Tuesday, February 16, 2010

Tom Gray interview in Asheville Citizen-Times

Delta Moon offers blues boogie, new CD

By Michael Flynn
Asheville Citizen-Times
February 12, 2010

For Delta Moon singer and guitarist Tom Gray, the blues is a constant and constantly evolving.

“It's always changing — you can't pin it down,” he says. “If you pin down a butterfly, it's dead. Blues music will continue, but it will be different for each generation.”

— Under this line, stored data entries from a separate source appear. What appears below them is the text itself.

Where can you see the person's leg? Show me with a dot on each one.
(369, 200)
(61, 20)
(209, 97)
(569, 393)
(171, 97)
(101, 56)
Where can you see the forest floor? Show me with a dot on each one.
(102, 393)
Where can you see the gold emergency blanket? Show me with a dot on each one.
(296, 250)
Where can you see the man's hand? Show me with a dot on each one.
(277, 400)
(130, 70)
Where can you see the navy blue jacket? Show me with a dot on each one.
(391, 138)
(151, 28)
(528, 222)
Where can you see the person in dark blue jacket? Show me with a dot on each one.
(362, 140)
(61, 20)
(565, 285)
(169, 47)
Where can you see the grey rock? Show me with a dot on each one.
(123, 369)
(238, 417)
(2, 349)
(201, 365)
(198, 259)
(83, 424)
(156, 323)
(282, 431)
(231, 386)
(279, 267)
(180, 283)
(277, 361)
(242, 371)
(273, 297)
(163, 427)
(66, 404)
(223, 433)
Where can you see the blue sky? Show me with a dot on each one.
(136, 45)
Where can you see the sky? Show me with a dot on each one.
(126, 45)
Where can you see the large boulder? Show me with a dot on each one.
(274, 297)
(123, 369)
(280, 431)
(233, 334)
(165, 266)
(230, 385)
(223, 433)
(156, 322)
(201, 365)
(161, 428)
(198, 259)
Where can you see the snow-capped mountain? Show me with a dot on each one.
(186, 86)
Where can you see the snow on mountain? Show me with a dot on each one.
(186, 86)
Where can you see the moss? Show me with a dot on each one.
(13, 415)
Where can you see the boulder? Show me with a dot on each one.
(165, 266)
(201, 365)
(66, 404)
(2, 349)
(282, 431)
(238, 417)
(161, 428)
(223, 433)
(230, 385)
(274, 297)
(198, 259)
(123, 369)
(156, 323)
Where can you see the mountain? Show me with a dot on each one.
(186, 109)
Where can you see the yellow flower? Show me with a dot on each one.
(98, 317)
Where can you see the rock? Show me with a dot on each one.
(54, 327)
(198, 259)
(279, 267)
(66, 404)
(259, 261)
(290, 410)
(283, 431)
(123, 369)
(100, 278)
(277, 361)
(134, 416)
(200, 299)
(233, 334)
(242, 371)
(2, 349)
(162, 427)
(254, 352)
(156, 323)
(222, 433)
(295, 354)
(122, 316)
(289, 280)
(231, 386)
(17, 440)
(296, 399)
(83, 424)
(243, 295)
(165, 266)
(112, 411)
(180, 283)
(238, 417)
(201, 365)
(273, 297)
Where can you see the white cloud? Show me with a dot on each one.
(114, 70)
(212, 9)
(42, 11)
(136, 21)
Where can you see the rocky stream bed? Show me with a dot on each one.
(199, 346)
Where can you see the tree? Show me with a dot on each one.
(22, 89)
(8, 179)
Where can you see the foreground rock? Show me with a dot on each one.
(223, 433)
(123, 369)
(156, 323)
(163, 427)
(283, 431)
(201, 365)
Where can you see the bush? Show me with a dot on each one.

Originally a keyboard player and singer with early '80s Atlanta rockers The Brains, Gray began playing lap steel guitar later that decade and has been immersed in the blues since. He and bottleneck guitarist Mark Johnson are bringing Delta Moon's dual-slide blues rock boogie to Jack of the Wood on Saturday for a “CD Leak” celebration of the band's new album, “Hell Bound Train.” Before a gig in Birmingham, Ala., Gray, 58, talked about the blues, the band and his Western North Carolina roots.

Question:

What was it about the blues that drew you in?

Answer:

The blues was always at the heart of what rock was. From Chuck Berry to Led Zeppelin, it's the wellspring. When I started playing with Mark he was focused on the blues, and I got focused with him. All of American music draws from the blues. It's an evolution; it's always there. But we're still not really a straight-up blues band. We're drawing from our life, not a 1929 Mississippi sharecropper.

Q:

What drove you while putting together the new album?

A:

We tried to keep a Southern theme in there. We're very pleased with the rhythm section, bassist Franher Joseph and drummer Darren Stanley, who've been with us since 2007. It was a lot of fun recording with them. They played together in the University of Georgia marching band, where Darren played snare drum and Franher played Sousaphone.

Q:

The band played last summer's Bele Chere — what do you like about playing Asheville?

A:

Coming to Asheville always feels good. It feels homey to us. My dad grew up near Franklin, and my mom in Ashe County. We still have a family farm near Boone; my sister lives there now. My mother's and father's families are from WNC from way back. It's the homeland for me. As a child when we were “going home” that always meant the N.C. mountains.

Q:

What can fans expect at the show?

A:

We'll have new and old songs, throwing in whatever comes to mind. We never quite succeed in putting together a set list. The show is a conversation with the audience — we're never sure where it's going.

Q:

You wrote the hit, but does money really change everything?

A:

That song has been good to me. It wasn't autobiographical, but it wasn't fiction. The lack of money certainly changes everything.